What is a good representation of the centre of the data: mean or median?

pantheria["9-1_GestationLen_d"].median()
68.405
  • Draw a random sample with replacement of the same size (number of rows) as the original sample.

  • This opens the possibility for the new sample to be different from the original sample.

boot_gest = pantheria["9-1_GestationLen_d"].sample(frac=1, replace=True)

boot_gest.plot.hist(color="grey", edgecolor="white", bins=np.arange(0, 650, 50))
plt.axvline(x=boot_gest.median(), color="forestgreen")
plt.ylabel("Frequency")
plt.xlabel("Resampled gestational length (days)");
../../../_images/665e648d86406c2bd7f8e09c984bcab6c93d6c31b17c633342c9293f5a6da657.png
boot_gest.median()
75.87
np.random.seed(20250319) # To keep your solution consistent

boot_gest = pantheria["9-1_GestationLen_d"].sample(frac=1, replace=True)

boot_gest.plot.hist(color="grey", edgecolor="white") 
plt.axvline(x=boot_gest.median(), color="forestgreen")
plt.ylabel("Frequency")
plt.xlabel("Resampled gestational length (days)");

boot_gest.median()
65.44
../../../_images/2b53ec9c736f29dbdb68b10d981d8c0f5fc8758b639c025a27ac2914e9866733.png

Why is this a good idea?#

  • By the law of averages, the distribution of the original sample is likely to resemble the population.

  • The distributions of all the “resamples” are likely to resemble the original sample.

  • So the distributions of all the resamples are likely to resemble the population as well.

Resampled median#

  • We generated one resampled or bootstrapped median above.

  • By resampling many times we can compute the empirical distribution of the median gestation time.

def boot_single_median():
    """Generate a bootstrapped median of gestation period.
    """
    boot_gest_med = pantheria["9-1_GestationLen_d"].sample(frac=1, replace=True).median()
    return boot_gest_med
np.random.seed(125)
boot_single_median()
75.06
  • Now let’s compute many bootstrap medians by writing a for loop.

bootstrap_medians = []  # empty list to collect medians

np.random.seed(2025)

for _ in range(5000):
    bootstrap_medians.append(boot_single_median())
plt.hist(bootstrap_medians, color="teal", edgecolor="white", bins=np.arange(60, 95, 3))
plt.ylabel("Frequency")
plt.xlabel("Medians of resampled gestational lengths (days)");
../../../_images/3b4a0d9cfbc327b8df184fbe1aad08073e5056dc454de3e2a7f8f0fbdf1ad214.png

Boostrap confidence intervals#

  • We can use the bootstrap distribution to construct a range of values such that 95% of the random samples will contain the true median.

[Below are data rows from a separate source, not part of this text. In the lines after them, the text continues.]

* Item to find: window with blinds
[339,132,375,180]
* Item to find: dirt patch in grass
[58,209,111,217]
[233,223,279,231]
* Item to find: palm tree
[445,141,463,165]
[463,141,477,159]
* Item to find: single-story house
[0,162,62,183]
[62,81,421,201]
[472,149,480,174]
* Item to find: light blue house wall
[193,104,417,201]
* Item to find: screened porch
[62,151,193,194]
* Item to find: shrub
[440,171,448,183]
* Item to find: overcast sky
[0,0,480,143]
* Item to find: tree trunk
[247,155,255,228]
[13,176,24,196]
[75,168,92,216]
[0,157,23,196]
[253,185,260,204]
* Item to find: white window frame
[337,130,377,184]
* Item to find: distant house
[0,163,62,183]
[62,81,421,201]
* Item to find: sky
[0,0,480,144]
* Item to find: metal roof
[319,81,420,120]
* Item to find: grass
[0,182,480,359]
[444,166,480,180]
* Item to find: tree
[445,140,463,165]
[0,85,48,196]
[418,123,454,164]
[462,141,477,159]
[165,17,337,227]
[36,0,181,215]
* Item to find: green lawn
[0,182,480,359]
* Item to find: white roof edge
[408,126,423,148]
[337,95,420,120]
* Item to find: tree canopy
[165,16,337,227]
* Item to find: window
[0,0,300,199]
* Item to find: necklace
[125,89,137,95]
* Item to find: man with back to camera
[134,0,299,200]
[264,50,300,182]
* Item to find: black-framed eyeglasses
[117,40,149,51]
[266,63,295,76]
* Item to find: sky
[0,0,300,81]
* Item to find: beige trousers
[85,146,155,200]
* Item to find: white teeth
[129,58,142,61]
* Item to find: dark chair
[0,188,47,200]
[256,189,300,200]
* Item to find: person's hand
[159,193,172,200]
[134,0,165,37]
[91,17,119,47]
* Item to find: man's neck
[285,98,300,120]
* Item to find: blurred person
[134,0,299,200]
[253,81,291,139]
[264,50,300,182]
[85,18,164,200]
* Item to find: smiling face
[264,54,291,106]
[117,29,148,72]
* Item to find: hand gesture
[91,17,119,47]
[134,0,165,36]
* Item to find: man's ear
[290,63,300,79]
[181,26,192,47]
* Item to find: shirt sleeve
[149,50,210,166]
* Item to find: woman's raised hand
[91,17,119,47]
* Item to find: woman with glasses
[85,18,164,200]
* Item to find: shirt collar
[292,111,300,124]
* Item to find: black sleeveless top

  • The range of values is called a confidence interval.

  • A 95% confidence interval for the median can be constructed finding the 2.5% percentile and the 97.5% percentile.

  • The reason for choosing 2.5% and 97.5% is that 0.05/2 = 0.025, and 1 - 0.025 = 0.975.

  • We can do this using the percentile function in numpy.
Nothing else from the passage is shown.